To quote the 17th-century activist, Robert Payne, “What we obtain too cheap, we esteem too lightly. It is dearness only that gives everything its value.” Do I value, truly cherish, my spiritual walk? Am I willing to hold true right now, at this moment, when nobody else is watching to see how reverently I worship, how beautifully I dance around the fire or how powerfully I bang the drum in the circle? Is this deep vibration frequency reverberating through my heart, fulfilling and living ON purpose giving life meaning?
Am I true!?
Those three words haunt me. Yet, I feel hope. I’ve carried around that ‘Ole Rugged Cross’ (hardcore Christians will understand that reference), impaled myself on the very steeple I’ve worked to erect and suffocated in the spiritual practices of the globe to find identity with others that truly want to worship and experience this bliss of knowing.
We all want to know we’re more than this feeble human body. Indoctrinated with a worldview of God that he (notice I gave it a masculine pronoun) is a wise man with a white beard and friendly eyes sitting kingly on a massive throne with all power to judge and send us little people to a burning place of fire. Or, if I “act right” and keep the biblical (Biblical..again, big B or little B?) laws given to the Israelite’s 3,000 years ago (that were intended to keep them alive) well then, certainly my behavior will earn me god’s pleasing and divine favor.
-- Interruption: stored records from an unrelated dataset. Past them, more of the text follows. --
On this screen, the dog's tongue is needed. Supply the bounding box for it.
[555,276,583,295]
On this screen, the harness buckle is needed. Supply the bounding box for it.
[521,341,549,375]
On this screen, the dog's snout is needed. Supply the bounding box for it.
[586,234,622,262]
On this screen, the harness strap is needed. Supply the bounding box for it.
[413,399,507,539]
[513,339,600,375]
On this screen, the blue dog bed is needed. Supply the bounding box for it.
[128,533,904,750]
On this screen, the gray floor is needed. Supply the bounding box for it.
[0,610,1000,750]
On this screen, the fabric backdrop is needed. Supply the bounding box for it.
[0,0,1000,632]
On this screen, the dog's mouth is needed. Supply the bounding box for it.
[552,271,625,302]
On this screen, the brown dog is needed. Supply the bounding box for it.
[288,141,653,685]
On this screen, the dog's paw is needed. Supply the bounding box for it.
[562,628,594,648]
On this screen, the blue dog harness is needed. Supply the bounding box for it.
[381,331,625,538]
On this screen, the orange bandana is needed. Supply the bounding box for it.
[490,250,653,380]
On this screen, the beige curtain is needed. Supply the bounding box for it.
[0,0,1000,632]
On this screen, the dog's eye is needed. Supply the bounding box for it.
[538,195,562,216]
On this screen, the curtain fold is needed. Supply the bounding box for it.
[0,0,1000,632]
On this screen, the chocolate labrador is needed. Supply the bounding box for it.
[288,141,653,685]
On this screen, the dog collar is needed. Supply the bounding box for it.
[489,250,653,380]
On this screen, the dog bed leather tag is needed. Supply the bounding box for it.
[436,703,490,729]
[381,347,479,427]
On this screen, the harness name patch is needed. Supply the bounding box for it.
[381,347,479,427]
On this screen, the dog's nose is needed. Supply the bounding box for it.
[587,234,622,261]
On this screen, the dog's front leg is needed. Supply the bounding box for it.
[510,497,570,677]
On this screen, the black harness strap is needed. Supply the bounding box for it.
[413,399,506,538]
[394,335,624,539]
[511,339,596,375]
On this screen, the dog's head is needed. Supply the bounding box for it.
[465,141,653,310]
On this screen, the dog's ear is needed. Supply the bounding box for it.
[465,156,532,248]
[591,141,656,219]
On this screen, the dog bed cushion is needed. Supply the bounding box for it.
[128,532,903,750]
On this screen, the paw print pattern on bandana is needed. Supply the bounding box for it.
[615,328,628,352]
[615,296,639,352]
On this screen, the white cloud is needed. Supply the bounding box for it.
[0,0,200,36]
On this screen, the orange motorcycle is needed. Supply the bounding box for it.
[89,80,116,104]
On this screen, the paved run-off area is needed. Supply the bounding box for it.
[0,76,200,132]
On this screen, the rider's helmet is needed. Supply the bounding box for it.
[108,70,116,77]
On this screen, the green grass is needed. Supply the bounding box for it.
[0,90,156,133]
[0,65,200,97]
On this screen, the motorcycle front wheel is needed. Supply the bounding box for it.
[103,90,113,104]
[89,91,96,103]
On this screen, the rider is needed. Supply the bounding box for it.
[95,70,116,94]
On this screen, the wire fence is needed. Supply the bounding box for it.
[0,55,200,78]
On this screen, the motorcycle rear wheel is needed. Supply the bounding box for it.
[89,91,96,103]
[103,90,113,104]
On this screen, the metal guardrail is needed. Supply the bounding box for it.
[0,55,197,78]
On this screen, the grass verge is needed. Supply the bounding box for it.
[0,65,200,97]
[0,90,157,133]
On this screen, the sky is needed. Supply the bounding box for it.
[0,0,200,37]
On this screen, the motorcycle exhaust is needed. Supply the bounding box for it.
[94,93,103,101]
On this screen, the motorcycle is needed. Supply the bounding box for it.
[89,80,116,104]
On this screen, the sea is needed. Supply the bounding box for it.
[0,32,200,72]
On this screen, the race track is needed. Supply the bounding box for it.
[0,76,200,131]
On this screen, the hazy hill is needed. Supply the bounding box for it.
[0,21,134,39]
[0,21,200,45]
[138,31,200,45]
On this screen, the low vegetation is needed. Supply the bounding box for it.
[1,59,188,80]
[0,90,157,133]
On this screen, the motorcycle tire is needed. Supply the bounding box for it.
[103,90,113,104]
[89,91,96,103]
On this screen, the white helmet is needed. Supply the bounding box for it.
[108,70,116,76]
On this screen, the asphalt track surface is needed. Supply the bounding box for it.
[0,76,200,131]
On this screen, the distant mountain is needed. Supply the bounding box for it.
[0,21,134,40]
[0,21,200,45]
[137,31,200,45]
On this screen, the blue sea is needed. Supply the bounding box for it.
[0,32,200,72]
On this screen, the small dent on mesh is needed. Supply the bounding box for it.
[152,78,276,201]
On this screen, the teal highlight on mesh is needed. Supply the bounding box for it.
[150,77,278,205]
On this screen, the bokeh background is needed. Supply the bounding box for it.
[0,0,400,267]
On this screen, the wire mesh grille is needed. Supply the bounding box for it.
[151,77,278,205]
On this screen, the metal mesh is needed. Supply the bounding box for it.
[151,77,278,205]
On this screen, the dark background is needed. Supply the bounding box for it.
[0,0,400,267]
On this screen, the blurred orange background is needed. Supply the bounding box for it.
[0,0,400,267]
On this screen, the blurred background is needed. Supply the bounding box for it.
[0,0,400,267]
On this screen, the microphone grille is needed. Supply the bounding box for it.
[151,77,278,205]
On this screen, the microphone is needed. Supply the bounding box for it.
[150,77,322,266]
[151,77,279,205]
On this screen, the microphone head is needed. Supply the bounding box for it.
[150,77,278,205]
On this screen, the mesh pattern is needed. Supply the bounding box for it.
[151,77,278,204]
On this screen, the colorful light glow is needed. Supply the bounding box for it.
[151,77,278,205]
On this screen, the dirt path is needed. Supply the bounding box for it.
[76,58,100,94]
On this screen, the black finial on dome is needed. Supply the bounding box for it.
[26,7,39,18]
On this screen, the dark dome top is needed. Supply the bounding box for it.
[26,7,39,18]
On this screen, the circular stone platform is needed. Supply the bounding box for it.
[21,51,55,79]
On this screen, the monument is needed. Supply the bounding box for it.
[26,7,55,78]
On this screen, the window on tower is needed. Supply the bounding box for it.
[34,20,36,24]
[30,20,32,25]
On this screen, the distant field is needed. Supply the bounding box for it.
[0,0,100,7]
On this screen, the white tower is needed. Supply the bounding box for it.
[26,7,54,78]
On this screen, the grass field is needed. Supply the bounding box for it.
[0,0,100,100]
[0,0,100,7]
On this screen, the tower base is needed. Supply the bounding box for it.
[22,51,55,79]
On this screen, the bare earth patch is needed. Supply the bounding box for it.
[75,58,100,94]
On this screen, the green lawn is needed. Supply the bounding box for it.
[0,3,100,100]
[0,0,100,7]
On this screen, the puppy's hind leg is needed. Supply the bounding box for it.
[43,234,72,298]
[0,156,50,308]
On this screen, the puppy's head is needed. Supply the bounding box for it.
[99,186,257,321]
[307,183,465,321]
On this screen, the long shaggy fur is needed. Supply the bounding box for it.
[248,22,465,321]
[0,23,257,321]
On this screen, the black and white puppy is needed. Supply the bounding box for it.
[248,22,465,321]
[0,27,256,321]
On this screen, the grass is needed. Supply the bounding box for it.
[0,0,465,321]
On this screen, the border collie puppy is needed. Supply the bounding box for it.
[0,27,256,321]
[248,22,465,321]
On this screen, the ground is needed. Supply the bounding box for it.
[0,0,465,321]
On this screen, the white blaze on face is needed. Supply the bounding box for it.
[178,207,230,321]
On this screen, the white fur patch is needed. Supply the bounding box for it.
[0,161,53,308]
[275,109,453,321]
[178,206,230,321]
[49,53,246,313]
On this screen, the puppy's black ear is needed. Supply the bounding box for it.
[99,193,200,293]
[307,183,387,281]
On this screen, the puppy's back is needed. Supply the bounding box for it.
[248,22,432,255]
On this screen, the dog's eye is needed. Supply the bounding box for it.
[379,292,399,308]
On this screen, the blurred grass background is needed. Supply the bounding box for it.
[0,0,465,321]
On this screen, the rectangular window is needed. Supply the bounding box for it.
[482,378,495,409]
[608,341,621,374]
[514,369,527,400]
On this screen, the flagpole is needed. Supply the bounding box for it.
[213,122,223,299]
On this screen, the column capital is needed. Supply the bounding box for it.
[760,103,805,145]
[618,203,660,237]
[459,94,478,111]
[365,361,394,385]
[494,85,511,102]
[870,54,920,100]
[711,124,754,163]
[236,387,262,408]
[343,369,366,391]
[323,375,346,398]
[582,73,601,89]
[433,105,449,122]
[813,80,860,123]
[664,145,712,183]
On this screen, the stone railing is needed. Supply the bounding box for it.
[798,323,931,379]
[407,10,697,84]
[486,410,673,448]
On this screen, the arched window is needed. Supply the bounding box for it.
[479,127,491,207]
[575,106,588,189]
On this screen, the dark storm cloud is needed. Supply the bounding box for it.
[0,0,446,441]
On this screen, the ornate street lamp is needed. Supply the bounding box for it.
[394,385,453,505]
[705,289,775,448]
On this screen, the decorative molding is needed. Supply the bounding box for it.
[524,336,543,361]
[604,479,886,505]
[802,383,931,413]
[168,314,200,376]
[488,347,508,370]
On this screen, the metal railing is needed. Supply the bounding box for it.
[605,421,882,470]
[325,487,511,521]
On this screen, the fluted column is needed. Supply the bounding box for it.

Do you sometimes wonder about what you are meant to do in this life? Read The 7 Soul Groups We All Belong To and the Purposes They Serve In Our Life
Surrendering it all, laying the practices down gently I’m left to ask the question we all avoid, what is your religion? Staring out the windows of life, we ponder, we ask questions and we return over and over again expecting different results from the many practices. Funny how our species seems to run in cycles and we’re now embracing things that the powerfully enlightened of our time have spoken (preached) about for hundreds of centuries. Jesus, Buddha, the sages, stoics, and mystics of old all forming the conclusions that our fast-paced society has to sexy-up and retro-fit into the mechanics of our mind.
The noise is dissipating.
Things are quieting down. A knowing-ness settles over some of us. The fiery conflicts and silly dramas surging from within are now only a smolder.
Upon looking at my brother, I see divinity instead of the ways of differentiation that create separateness and catapults us into relating to each other through frivolous competition.
In my sister, I see a vibration elegance that reflects the power of mother nature instead of a compliment to masculine pleasure and a partner in sexual gratification.
Whispered softly, knee to the ground, I’m finally surrendering and unburdening myself from this narcissistic need to know, which only created an unattractive arrogance furthering more of the separation hoped to alleviate. In the constant seeking, life led full circle back to where the journey began. How counter-intuitive.